If we look at overlay SDN we see that the challenge here is the one I just mentioned—aligning the customer- and resource-facing visions.  Overlay SDN simply rides on underlying switching/routing as traffic.  There is a logical overlay-network topology that can be aligned with the physical network by knowing where the logical elements of the overlay are hosted.  However, that doesn’t tell us anything about the network paths.

Logically, overlay SDN should be managed differently (because it probably has to be).  It’s easier if you presume the “real” network is a black box that asserts service connections with associated SLAs.  You manage that black box to meet the SLAs but you don’t try to associate a specific service failure to a specific network failure; you assume your capacity management or SLA management processes will address everything that can be fixed.

If we assumed that we had an SDN connection overlay on top of an OpenFlow, central-control, SDN transport network we could presume we had the tools needed to do service-to-network coordination, if a service model created the overlay network and was associated by my SDN “Cloudifier” layer with a “physical SDN” service.  This suggests that even though an overlay SDN network is semi-independent of the underlying network in a topology sense, you may have to make it more dependent by associating the overlay connection topology with the underlying routes or you’ll lose your ability to do management fault correlation or even effective traffic engineering by moving overlay routes.  Keep this point in mind when we move to our last model of SDN.

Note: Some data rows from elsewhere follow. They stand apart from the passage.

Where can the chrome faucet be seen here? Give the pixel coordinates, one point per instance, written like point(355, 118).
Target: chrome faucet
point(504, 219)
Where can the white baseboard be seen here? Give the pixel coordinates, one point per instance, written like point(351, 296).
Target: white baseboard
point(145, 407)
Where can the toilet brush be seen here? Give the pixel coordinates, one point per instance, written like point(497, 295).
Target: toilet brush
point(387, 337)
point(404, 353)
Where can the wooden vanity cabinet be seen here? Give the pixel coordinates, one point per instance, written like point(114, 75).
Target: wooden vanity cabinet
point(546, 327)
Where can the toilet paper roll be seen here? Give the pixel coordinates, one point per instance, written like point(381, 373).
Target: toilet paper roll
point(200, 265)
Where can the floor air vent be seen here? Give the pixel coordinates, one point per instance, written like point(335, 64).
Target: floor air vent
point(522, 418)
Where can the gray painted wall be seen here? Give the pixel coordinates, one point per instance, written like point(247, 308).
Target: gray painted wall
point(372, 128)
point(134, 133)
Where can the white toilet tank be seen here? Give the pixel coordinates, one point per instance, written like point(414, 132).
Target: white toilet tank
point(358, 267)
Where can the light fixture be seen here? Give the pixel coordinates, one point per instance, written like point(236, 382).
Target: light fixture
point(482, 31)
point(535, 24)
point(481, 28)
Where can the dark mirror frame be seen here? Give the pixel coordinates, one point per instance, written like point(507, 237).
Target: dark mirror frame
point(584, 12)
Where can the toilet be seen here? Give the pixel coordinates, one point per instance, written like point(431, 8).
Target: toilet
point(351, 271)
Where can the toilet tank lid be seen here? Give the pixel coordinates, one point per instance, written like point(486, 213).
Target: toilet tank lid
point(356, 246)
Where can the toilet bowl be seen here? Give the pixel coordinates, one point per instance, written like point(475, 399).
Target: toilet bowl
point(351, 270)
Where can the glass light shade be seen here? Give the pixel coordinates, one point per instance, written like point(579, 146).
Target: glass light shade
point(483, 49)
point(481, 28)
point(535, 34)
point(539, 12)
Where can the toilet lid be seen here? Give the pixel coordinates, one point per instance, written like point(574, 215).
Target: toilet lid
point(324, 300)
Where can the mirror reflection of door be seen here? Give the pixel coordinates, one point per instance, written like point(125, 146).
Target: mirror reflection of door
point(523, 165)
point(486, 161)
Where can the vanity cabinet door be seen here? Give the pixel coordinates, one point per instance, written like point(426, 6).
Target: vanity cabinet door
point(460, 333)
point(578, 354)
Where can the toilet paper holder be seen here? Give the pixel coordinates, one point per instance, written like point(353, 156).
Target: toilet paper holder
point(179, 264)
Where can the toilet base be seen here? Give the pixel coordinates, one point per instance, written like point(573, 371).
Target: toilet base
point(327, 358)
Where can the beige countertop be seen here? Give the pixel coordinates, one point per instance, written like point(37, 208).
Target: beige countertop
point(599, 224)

The “API model” SDN picture is easier in some sense, and harder in others.  Here the presumption is that “services” are policy-induced behavior sets applied through a chain of controllers/enforcers down to the device level.  This is in effect a black-box model because the service is essentially a set of policy invocations that are used to then drive lower-and-lower elements as appropriate.  It’s like “distributed central control” in that the policy control is central but dissection and enforcement are distributed.  When you want to know the state of something you’d have to plumb the depth of policy, so to speak.

Presumably, management variables would be introduced into this distributed-policy system at an appropriate, meaning local, level.  Presumably failures at a given level would create something that rose up to the higher level so alternatives could be picked, since the “failure” should have been handled using alternative resources at the original level had that been possible.  The problem obviously is all this presumption.  We really need to have a better understanding of how policy distribution, status distribution, and device and service state are related.  Until we do, we can’t say much about management here, but we can assume it would follow the general model of a “topology map” a “service map” and an intersection of the two to define management targets from which we have to obtain status.

The common thread here is that all the “SDN” mechanisms (not surprisingly) abstract services away from resources.  So, of course, does traditional switching/routing.  But remember that one of the goals of SDN was to create greater determinism, and that goal could end up being met in name only if we lose the management connections between the services and the resources that “determine” service behavior.  We’ve underplayed SDN management, perhaps even more than we’ve done for NFV management.

NFV management principles could save things, though.  I believe that the principles of “derived operations” that synthesize a service-to-resource management connection by recording the binding made when the abstraction/virtualization of a service is realized in NFV could be applied just as easily to SDN.  The problem, for now at least, is that nobody on either the SDN or NFV side is doing this, and I think that getting this bridge built will be the most important single issue for SDN to address in 2015.

I wish you all a very happy and prosperous New Year!